O greggia mia, […] se tu parlar sapessi, io chiederei: / dimmi: perché giacendo / a bell’agio, ozioso, / s’appaga ogni animale; / me, s’io giaccio in riposo, il tedio assale?”. Con queste parole il pastore errante dell’Asia, nel famoso Canto notturno di Leopardi, chiede alle sue pecore perché la propria vita e quella di tutti gli uomini sia così afflitta della noia, dalla mancanza di entusiasmo, dal “tedio”.



Gli fa eco una studentessa del quarto anno delle superiori di Bagno a Ripoli: “Quante volte ci è capitato di svegliarci la mattina e di essere già stanchi prima ancora che fosse iniziata la giornata? Quante volte ci è capitato di sentire, in altri termini, che i minuti ormai fossero diventati tutti uguali e fissi?”. E poi prosegue, individuando uno dei principali colpevoli di questa condizione quotidiana: “Ho sempre pensato che la scuola mi stesse annullando. Per questa ragione spesso l’ho profondamente odiata.

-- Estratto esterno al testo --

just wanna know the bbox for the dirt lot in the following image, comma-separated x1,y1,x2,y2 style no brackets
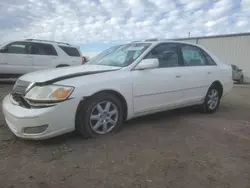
0,84,250,188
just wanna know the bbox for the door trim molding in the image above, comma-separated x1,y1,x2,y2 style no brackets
134,85,209,98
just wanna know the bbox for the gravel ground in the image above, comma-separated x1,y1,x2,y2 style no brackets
0,84,250,188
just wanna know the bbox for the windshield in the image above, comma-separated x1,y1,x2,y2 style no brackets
88,43,151,67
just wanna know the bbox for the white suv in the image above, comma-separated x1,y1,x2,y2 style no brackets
0,39,83,78
2,40,233,140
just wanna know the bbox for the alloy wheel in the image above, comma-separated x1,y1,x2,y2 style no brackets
89,101,119,135
207,89,219,110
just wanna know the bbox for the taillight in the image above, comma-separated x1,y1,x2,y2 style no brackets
82,56,87,64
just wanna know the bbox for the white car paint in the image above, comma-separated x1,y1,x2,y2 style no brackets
0,39,82,76
2,40,233,140
0,52,34,74
20,64,121,83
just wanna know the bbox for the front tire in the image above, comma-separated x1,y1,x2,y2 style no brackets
75,92,124,138
202,85,221,113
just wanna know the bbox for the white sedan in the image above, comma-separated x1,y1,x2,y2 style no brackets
2,40,233,140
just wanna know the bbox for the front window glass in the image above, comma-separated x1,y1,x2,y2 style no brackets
1,42,28,54
144,43,179,68
88,43,151,67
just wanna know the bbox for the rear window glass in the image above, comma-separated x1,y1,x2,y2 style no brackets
28,43,58,56
59,46,80,57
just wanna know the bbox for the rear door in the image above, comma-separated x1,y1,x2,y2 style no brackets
201,49,221,84
178,44,210,103
28,42,58,71
58,45,82,65
0,41,33,75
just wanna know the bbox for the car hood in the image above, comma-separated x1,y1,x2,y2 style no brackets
19,64,121,83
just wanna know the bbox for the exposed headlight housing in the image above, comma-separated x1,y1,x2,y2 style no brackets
25,85,74,102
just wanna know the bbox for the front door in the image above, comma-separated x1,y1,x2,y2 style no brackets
132,43,184,114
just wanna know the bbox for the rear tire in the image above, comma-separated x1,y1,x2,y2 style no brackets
202,85,221,113
75,92,124,138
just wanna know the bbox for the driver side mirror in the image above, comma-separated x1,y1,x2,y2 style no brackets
134,58,159,70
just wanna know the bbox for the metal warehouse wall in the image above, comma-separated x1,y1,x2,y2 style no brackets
177,35,250,83
178,39,197,44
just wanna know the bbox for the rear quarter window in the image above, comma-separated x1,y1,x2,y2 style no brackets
202,51,217,66
59,46,80,57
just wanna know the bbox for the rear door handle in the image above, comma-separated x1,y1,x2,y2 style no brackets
207,72,212,74
176,74,181,78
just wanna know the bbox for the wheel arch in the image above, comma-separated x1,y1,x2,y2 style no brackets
56,64,69,68
75,89,128,122
211,80,223,98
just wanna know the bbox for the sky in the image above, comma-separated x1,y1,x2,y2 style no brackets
0,0,250,56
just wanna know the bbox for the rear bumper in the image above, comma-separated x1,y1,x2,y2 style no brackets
223,80,234,97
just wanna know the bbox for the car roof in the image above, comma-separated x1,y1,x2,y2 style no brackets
8,39,76,47
131,39,202,47
130,39,224,65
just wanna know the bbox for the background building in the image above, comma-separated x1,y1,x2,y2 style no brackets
175,32,250,83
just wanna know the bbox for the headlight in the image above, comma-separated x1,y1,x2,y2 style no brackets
25,85,74,102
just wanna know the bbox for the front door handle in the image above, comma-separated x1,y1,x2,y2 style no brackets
207,72,212,74
176,74,181,78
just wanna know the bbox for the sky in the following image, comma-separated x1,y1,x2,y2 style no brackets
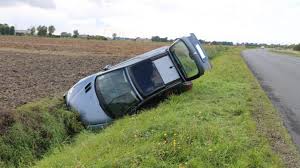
0,0,299,44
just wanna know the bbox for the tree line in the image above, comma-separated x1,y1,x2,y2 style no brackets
151,36,171,42
1,23,299,48
18,25,107,40
29,25,56,36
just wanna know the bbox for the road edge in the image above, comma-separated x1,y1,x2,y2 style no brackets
241,50,300,168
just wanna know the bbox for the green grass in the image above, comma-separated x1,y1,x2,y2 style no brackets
270,49,300,57
0,98,83,167
34,47,295,167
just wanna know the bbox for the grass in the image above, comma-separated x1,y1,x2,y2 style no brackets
0,98,83,167
270,49,300,57
34,47,299,167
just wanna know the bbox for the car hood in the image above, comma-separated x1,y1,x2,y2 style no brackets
66,74,112,126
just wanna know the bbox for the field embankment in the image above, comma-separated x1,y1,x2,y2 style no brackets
270,49,300,57
0,98,83,167
34,47,300,167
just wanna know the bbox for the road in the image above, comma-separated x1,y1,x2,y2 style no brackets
242,49,300,148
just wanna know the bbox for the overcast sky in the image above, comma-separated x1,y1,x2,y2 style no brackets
0,0,299,44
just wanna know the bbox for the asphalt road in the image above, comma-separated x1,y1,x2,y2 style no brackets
242,49,300,148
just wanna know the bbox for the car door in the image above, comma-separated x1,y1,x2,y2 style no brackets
169,33,211,81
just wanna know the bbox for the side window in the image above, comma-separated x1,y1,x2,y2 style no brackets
130,60,164,96
170,40,199,78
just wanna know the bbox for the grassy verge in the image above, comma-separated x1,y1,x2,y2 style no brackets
0,98,83,167
270,49,300,57
35,47,299,167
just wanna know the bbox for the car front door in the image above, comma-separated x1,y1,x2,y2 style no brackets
169,33,211,81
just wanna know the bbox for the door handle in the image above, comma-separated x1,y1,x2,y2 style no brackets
169,66,174,69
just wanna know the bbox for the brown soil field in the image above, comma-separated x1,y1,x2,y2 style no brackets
0,36,167,110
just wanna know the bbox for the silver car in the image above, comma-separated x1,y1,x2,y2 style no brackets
64,33,211,128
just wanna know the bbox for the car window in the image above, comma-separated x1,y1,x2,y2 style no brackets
95,69,139,118
170,40,199,78
129,60,164,96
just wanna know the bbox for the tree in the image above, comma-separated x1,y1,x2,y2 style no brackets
30,27,36,35
294,44,300,51
3,24,10,35
73,30,79,38
0,24,4,35
9,26,15,35
48,25,55,36
0,23,12,35
89,35,108,40
37,25,48,36
160,37,168,42
151,36,160,42
151,36,168,42
61,32,72,38
112,33,117,40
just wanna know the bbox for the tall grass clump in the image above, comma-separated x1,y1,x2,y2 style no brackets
204,45,230,60
0,98,83,167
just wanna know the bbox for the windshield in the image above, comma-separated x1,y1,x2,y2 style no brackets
170,40,199,78
95,69,140,118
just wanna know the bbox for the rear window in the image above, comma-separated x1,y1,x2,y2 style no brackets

Eppure, in questi tre giorni trascorsi ai Colloqui Fiorentini, incredibilmente, non vedevo l’ora che quella sveglia suonasse”.



E poi, cercando di capire quale sia l’elemento che rende così interessante questo convegno, dice: “Eppure, mi sono ripetuta, si parlava di letteratura, si discuteva sul significato delle poesie di un autore. E allora cosa c’è stato di così diverso e speciale da avermi percosso in questo modo?”.

È possibile che un convegno di letteratura come i Colloqui Fiorentini, un momento di scuola e di studio, possa rivelarsi un evento che percuote e cambia per sempre la vita?

Risponde uno studente di Bari: “I Colloqui quest’anno inaspettatamente mi hanno fatto rendere conto dell’importanza del silenzio, della mia urgenza di bellezza, del mio ‘scordato strumento cuore’. Sono stati un’occasione di commozione e un incontro non solo con il poeta, ma anche con gli altri studenti e con me stesso. Mi hanno fatto bene all’anima”.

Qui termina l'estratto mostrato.